OpenAI sert donc à avancer, vite. Le concepteur pédagogique multimédia y trouve un gain immédiat : synopsis d’un module, déclinaison de scènes, structure d’un parcours, suggestions d’interactions, variantes de dialogues, scripts pour capsules vidéo. Ce n’est pas de la magie : c’est du temps économisé, souvent des heures.

Gemini fluidifie la production collective : un document partagé se réécrit en direct, un support se nettoie en quelques secondes, un retour d’expert s’intègre sans perdre le fil. Pour les L&D, c’est le travail réel qui s’accélère, celui qui se joue dans les fichiers que l’on retouche à plusieurs mains.

Claude consolide les contenus qui ne supportent pas l’approximation. Une grille d’évaluation, un cas sensible, une mise en situation risquée prennent forme avec une constance qui limite les va-et-vient. Les modèles open source garantissent autre chose : la maîtrise. La donnée interne ne sort pas, le vocabulaire métier est exact, l’IA reflète les contraintes de l’entreprise et non celles d’un modèle généraliste.

L'illusion persistante d'un seul outil pour tous les métiers formation…

Les discours simplificateurs trompent. Aucun modèle ne couvre, seul, tout ce que la formation exige. Le concepteur travaille différemment du formateur. Le responsable formation n’a pas les mêmes besoins que le tuteur. L’administrateur LMS cherche autre chose que l’ingénieur pédagogique. Le concepteur pédagogique multimédia, par exemple, jongle entre écriture, scénarisation, motion design, interactions, voix off, cohérence narrative. OpenAI lui sert d’accélérateur, mais Gemini l’aide dans les allers-retours avec les experts, tandis que Claude renforce les passages à risques. Quant aux modèles open source, ils l’aident à insérer dans ses modules des formulations strictement alignées sur les référentiels internes. Chercher un outil unique ralentit tout. Associer les modèles accélère tout. Illusion persistante, déjà mille fois constatées (par exemple dans le domaine LMS), que l'on pourrait disposer d'un outil à tout faire (one-size-fits-all), sorte de couteau suisse de l'IT formation. 

Mais une convergence rapide est en cours

En matière de périmètre fonctionnel, chaque acteur avance sur le terrain de l’autre. ChatGPT ajoute un mode collaboratif qui permet de travailler à plusieurs sur une même session, d’affiner un support, de resserrer un module sans exporter ni dupliquer. L’outil glisse directement dans le travail collectif, jusqu’ici réservé à Google Workspace. Google, de son côté, muscle ses capacités génératives. Claude renforce la structuration avancée. Les modèles open source élargissent leurs extensions. Le marché s’aligne par imitation rapide. La différence ne tient plus dans la liste des fonctionnalités, mais dans l’expérience de production : là où les supports se construisent, là où l’on réécrit, là où l’on assemble. On notera également que les UX se finissent par se ressembler, comme si l'interface IA était en passe d'universalisation. 

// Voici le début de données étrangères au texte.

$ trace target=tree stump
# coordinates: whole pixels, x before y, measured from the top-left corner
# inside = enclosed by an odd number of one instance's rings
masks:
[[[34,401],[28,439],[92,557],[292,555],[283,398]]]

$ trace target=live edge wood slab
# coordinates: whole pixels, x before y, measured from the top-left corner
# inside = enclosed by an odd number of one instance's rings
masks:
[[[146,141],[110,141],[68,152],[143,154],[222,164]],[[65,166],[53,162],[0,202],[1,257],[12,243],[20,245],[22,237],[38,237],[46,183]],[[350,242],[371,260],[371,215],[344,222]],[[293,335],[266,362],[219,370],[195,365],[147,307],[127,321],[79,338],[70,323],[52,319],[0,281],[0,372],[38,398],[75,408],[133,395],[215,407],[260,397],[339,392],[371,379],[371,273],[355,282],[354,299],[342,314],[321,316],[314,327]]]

Les DSI arbitrent : l’intégration d’abord

Du côté des DSI, un constat revient : l’intégration l’emporte. Gemini part avec un avantage clair (au moins pour les organisations qui ont opté pour l'environnement Google) : zéro friction, zéro couche supplémentaire, une continuité immédiate dans Workspace. OpenAI conserve un rôle fort grâce à son API, capable d’alimenter un moteur interne, un LMS, un back-office documentaire. Claude attire les organisations manipulant des contenus sensibles, pour lesquelles une explication stable vaut mieux qu’un effet de brillance. Les modèles open source intéressent les structures soumises à régulation ou disposant d’un patrimoine documentaire massif. Chaque option a son terrain. L’intérêt, pour les L&D, est de s’appuyer sur ces préférences techniques pour choisir l’outil le plus efficace dans leur environnement.